In “Message to My Seventeen-Year-Old Self,” Roberto Martínez, a California Correctional inmate, writes that he wishes he would have taken school more seriously. “Prison ain’t anything like the thug life lies romanticize it to be; it doesn’t make you a man.” In this compelling collection of first-person testimonials—essays, poetry and letters—Latino men and boys who have been or are incarcerated write movingly about their past and future.
The book also incorporates essays by community advocates seeking criminal and juvenile justice system reform. Leaders of organizations including Barrios Unidos, Homeboy Industries, Communities United for Restorative Youth Justice and National Compadres Network contribute pieces that address issues such as culture-based healing and violence prevention. Many use artistic expression as a form of healing, and this volume includes a wide variety of art, from poetry to drawings, tattoos and murals.
Acclaimed author and former gang member Luis J. Rodríguez writes in his foreword that the disproportionate number of young men of color in the justice system is rooted in economic, political and historical factors. He asserts that the United States’ punitive laws and practices—including three-strike laws, gang and gun enhancements, zero tolerance and school removals—have fueled a massive prison industrial complex, and ultimately, more gangs and violence.

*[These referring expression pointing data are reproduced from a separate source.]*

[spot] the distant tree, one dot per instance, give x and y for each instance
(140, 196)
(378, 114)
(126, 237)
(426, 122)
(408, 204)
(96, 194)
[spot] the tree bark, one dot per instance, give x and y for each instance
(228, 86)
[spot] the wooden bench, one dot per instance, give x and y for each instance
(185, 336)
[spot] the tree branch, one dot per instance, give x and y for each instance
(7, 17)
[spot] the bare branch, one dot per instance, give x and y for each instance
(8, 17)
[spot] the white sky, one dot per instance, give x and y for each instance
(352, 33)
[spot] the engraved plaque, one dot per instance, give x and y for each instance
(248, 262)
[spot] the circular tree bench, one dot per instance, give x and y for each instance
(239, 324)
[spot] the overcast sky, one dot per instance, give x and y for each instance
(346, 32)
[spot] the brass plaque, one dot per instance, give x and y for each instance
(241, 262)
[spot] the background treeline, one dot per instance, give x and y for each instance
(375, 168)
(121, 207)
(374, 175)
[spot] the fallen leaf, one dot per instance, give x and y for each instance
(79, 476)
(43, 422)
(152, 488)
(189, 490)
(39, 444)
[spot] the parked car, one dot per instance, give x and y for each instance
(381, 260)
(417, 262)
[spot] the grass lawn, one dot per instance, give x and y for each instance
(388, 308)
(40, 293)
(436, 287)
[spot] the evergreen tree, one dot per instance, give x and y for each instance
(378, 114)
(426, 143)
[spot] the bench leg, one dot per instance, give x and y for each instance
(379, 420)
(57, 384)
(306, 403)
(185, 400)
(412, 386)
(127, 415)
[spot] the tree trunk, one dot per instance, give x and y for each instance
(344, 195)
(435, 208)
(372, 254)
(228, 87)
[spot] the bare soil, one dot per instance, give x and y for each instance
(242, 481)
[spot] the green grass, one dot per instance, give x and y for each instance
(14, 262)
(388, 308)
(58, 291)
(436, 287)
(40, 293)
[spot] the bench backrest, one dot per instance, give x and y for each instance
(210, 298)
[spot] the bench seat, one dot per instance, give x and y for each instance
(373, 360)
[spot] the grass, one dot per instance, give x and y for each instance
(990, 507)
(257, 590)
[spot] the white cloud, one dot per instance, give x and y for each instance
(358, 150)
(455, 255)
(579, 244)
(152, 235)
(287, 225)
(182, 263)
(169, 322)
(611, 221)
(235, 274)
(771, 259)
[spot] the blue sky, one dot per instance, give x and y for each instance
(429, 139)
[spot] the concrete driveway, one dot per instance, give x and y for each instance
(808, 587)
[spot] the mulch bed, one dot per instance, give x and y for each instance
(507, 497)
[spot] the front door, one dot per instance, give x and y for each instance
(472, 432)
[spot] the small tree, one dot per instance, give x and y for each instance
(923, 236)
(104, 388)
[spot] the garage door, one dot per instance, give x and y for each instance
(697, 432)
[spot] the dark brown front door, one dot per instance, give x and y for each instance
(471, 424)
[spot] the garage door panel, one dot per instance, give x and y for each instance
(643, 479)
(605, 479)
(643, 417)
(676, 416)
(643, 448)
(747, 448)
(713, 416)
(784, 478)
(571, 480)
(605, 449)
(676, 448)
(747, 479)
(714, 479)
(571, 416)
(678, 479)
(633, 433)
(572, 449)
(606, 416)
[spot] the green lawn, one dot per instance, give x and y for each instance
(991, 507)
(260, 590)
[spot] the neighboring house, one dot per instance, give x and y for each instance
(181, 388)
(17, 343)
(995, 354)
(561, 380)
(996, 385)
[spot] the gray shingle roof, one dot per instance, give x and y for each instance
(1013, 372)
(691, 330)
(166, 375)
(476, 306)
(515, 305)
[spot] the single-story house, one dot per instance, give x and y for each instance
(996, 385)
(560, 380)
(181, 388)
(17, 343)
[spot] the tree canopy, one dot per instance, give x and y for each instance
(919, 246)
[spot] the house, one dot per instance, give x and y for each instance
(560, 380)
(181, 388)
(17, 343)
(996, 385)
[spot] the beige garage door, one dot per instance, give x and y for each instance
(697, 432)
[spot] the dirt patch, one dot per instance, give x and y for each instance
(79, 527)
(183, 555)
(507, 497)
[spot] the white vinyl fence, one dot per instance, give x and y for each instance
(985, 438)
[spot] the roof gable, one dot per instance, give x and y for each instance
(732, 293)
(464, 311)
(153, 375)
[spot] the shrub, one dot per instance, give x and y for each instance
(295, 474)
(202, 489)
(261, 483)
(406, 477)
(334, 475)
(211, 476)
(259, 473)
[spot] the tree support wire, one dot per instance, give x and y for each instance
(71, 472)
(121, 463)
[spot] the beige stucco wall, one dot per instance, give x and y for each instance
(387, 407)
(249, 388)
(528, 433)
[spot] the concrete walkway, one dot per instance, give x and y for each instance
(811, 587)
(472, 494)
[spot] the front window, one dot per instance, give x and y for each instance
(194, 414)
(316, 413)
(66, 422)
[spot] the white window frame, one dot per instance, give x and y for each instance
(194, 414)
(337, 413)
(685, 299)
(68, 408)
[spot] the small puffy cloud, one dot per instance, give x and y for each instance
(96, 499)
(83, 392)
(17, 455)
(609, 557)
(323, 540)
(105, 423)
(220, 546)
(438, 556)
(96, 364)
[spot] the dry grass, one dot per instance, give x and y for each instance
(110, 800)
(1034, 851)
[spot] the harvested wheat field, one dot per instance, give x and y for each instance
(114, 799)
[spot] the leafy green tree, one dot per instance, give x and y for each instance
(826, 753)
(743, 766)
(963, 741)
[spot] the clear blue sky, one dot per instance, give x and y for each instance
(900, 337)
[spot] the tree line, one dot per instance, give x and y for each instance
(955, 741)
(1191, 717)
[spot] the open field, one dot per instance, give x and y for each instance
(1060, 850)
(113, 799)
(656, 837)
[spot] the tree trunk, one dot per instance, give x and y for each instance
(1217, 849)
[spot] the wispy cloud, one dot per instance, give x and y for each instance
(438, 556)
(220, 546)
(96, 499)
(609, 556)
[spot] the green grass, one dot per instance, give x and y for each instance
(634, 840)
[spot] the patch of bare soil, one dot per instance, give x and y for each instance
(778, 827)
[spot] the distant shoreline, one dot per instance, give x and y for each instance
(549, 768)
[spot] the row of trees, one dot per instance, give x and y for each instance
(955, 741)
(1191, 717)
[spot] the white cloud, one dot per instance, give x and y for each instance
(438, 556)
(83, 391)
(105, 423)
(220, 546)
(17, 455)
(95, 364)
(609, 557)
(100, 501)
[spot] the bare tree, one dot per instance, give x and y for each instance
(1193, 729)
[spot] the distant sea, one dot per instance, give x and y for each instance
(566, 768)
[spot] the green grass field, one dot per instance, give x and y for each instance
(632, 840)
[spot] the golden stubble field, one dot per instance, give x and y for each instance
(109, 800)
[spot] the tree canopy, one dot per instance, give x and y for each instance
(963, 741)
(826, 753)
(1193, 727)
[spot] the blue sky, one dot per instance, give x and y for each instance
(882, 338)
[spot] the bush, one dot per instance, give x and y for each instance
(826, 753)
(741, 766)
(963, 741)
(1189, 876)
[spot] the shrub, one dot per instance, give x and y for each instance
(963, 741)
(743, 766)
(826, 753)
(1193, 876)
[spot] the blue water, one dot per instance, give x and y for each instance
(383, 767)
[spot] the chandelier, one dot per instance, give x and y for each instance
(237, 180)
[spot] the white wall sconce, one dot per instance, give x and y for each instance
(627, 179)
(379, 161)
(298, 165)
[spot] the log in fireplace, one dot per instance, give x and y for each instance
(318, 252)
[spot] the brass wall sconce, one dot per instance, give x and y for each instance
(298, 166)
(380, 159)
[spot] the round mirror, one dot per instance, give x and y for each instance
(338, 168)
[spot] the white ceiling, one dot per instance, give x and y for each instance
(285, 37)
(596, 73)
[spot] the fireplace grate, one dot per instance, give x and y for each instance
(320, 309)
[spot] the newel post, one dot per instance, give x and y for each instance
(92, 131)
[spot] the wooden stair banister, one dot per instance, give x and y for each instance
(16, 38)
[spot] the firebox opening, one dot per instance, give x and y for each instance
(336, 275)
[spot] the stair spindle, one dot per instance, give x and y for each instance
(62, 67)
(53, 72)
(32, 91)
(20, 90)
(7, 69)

With the publication of this collection of first-person testimony and articles by system reform advocates, editors Frank de Jesús Acosta and Henry A.J. Ramos seek to humanize disadvantaged Latino young men and call attention to the need for a restorative rather than punitive justice system. This volume confirms that—for both the Latino community and the country as a whole—the “school-to-prison pipeline” must be closed now.